In 1974, a jealous Karen harasses Henry’s mistress Janice and holds Henry at gunpoint. Henry moves in with Janice, but Paulie insists he return to Karen after collecting a debt from a gambler in Tampa with Jimmy. Upon returning, Jimmy and Henry are arrested after being turned in by the gambler’s sister, an FBI typist, and receive ten-year prison sentences. In order to support his family on the outside, Henry has drugs smuggled in by Karen and sells them to a fellow inmate from Pittsburgh. In 1978, Henry is paroled and expands this cocaine business against Paulie’s orders, soon involving Jimmy and Tommy.

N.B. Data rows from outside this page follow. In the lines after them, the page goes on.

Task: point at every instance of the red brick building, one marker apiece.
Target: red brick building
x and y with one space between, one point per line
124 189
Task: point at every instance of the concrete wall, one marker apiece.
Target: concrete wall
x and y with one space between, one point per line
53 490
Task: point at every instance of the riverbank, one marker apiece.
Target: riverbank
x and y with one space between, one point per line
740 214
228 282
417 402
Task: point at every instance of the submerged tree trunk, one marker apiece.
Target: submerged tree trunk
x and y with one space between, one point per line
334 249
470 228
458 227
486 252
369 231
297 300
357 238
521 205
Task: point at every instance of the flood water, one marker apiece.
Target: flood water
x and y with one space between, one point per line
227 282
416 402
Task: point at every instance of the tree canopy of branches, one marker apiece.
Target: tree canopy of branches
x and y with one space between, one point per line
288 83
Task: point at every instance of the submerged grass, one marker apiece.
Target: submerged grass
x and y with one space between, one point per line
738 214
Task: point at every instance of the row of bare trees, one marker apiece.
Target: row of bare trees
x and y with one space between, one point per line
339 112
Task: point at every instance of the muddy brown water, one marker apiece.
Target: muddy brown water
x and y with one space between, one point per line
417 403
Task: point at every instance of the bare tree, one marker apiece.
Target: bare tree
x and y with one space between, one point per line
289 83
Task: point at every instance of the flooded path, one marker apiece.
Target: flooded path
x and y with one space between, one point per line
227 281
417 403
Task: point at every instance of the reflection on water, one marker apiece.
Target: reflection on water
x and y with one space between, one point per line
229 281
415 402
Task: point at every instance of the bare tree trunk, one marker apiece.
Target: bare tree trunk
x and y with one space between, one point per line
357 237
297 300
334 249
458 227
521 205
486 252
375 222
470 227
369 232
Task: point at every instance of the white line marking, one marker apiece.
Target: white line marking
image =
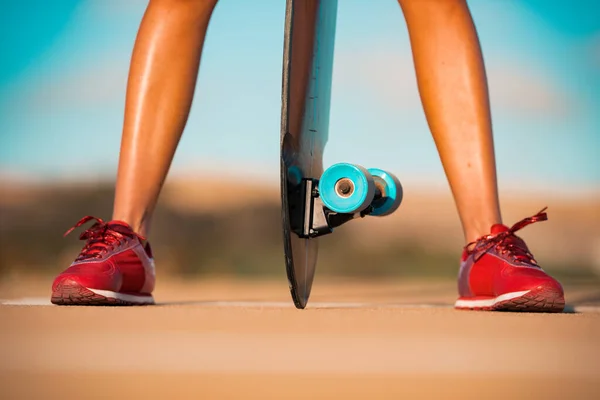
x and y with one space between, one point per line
45 301
125 297
490 302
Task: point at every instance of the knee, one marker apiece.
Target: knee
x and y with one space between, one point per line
199 5
425 7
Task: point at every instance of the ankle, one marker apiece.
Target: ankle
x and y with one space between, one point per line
140 225
477 230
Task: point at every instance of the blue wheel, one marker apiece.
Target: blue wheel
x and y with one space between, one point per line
391 192
346 188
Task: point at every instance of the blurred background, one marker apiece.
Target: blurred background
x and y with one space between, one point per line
62 88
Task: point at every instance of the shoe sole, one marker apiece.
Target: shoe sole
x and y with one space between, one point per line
540 299
71 293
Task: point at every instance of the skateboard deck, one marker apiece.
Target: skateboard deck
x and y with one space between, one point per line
306 91
314 201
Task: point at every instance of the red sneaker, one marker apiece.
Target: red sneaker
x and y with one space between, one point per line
113 268
500 273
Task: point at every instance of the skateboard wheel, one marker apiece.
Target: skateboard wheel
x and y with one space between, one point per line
346 188
391 192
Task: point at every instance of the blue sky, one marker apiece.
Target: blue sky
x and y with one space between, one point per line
65 63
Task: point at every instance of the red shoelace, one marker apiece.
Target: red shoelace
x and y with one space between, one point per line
101 237
507 243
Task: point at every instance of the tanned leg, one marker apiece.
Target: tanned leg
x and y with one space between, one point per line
162 79
453 88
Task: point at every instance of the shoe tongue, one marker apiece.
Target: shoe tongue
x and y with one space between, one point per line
499 228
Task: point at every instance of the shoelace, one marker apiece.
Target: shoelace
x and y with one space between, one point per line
507 242
100 237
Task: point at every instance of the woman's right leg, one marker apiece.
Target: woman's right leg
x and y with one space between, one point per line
162 79
116 265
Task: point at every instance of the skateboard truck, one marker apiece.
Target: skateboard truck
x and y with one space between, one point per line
316 219
350 192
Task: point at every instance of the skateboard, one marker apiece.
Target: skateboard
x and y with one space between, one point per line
315 201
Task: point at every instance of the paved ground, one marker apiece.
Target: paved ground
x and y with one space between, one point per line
228 339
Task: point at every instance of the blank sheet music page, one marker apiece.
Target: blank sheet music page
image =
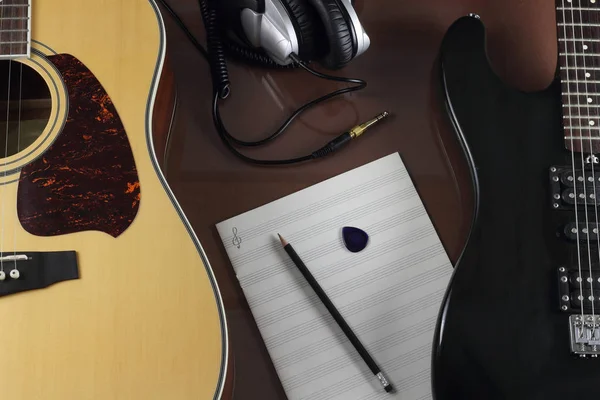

Jimmy organizes a crew to raid the Lufthansa vault at John F. Kennedy International Airport and take $6 million. After some members buy expensive items against Jimmy’s orders and the getaway truck is found by police, he has most of the crew murdered. In his voiceover narration, as dead bodies are being discovered all over the city, Henry implicitly theorizes that Jimmy would have killed them anyway rather than share the profits of the heist. Tommy and Henry are spared by Jimmy. Tommy, however, is tricked into believing he is to become a made man and is ultimately shot dead in retribution for Batts’ murder.

Henry Hill

In 1980, Henry becomes an (ostensibly paranoid) nervous wreck from cocaine use and insomnia. He sets up a drug deal with his Pittsburgh associates but is arrested by narcotics agents and jailed. After bailing him out, Karen explains that she flushed $60,000 worth of cocaine down the toilet to prevent FBI agents from finding it during their raid, leaving the family virtually penniless. Feeling betrayed by Henry’s drug dealing, Paulie gives him $3,200 and ends their association. Following a routine visit, Karen barely escapes a probable murder attempt by Jimmy. Henry meets Jimmy in a diner and is asked to travel on a hit assignment; the novelty of such a request makes Henry suspicious. Facing federal charges, and realizing Jimmy plans to have him and Karen killed, Henry decides to enrol in the witness protection program, even though it means that Karen will not be able to see her parents. He gives sufficient testimony to have Paulie and Jimmy arrested and convicted. Forced out of his gangster life, Henry now has to face living in the real world; he narrates “I’m an average nobody. I get to live the rest of my life like a schnook.”

The end title cards state that, as of the film’s release in 1990, Henry is still a protected witness and was arrested in 1987 in Seattle for narcotics conspiracy, receiving five years’ probation. He has been clean since then. After 25 years of marriage, he and Karen separated in 1989 while Paulie died the previous year in Fort Worth Federal Prison at the age of 73 from respiratory illness. Jimmy is serving a twenty-years-to-life sentence in a New York prison for murder, in which he will be paroled in 2004 when he will be 78 years old.